Marlon Wayans has framed the friction as the point. The studio’s CinemaCon presentation leaned into it. The creator clips, by contrast, route around it. Matthews’ reel is broad-comedy sports humor with no political surface area, which makes it sharable inside fan communities that would not repost the trailer.
That split is deliberate. Trailer for controversy and trade press, creator drops for organic reach, official handles for daily presence. Each piece of the marketing stack is tuned to its own audience and its own risk tolerance.
The Comparable: Jackass and the Summer of Resurrected 2000s Comedy
Scary Movie is not running this play alone. Paramount opens Jackass: Best and Last on June 26, a stunt-comedy revival aimed at the same nostalgia bracket and using a similar creator-led runup. The two titles bookend a three-week window in which the studio is testing whether 2000s comedy IP can still open theatrical at scale.
Industry trackers covering the summer slate have flagged the pairing as the season’s most exposed bet.

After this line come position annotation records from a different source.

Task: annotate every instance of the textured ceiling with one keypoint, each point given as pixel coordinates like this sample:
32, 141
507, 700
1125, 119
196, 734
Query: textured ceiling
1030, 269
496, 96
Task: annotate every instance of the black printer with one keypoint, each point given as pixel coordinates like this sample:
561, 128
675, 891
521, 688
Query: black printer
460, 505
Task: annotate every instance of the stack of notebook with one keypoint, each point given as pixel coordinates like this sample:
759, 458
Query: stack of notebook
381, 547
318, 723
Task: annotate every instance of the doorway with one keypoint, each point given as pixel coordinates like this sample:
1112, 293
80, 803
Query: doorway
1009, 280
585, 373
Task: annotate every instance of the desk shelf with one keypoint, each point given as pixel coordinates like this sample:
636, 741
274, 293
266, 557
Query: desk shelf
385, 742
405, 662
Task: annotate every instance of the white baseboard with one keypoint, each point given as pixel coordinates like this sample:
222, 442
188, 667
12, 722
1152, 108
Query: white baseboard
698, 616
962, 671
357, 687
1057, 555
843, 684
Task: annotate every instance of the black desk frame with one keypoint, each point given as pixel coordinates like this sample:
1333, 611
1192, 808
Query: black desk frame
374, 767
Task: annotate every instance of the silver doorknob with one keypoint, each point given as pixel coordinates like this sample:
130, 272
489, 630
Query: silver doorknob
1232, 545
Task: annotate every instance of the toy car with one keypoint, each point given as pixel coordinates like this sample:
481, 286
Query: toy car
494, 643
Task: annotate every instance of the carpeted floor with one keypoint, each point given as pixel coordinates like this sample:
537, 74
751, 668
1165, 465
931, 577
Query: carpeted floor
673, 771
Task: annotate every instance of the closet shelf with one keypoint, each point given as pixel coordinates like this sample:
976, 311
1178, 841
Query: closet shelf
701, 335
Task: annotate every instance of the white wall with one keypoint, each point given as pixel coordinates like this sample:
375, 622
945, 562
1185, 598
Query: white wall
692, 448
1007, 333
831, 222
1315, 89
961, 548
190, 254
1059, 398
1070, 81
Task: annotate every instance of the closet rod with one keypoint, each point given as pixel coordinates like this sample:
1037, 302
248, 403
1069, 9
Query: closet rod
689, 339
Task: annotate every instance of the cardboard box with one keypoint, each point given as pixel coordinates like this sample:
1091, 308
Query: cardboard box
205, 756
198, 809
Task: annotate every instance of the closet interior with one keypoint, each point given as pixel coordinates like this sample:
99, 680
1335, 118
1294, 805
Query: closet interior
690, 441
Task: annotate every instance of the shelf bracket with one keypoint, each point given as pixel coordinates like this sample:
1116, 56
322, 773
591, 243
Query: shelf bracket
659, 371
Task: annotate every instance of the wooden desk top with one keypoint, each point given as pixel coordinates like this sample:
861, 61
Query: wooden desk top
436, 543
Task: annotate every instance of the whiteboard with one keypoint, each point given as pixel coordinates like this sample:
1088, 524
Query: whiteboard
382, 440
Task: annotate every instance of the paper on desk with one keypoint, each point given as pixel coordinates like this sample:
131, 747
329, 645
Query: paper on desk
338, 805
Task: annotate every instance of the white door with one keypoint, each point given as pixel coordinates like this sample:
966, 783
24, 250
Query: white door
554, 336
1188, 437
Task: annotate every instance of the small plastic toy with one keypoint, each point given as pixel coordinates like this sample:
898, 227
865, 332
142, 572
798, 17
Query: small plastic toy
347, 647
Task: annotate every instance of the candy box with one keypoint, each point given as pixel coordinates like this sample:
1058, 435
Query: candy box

If Scary Movie clears $40 million on its opening weekend and Jackass clears $25 million on its own debut, the model gets a green light for the next round of dormant-comedy revivals. If either underperforms, the cost of resurrecting that catalogue gets a lot harder to justify on the next pitch deck.
The Lethal Shooter reel is a small data point inside that larger experiment. It is also one of the cleaner case studies of how a studio buys reach in 2026: through a creator who already owns the audience, in a format that already works on the audience’s platform, for a fee that is rounding error against a $50 million opening.
If the June 5 weekend lands inside the new tracking range, expect a wave of similar creator drops on the Jackass campaign and on every comedy title Paramount has in development for the back half. If it lands short, the basketball reel becomes a footnote in a marketing case study about why awareness did not convert. Either way, the answer arrives in eight days.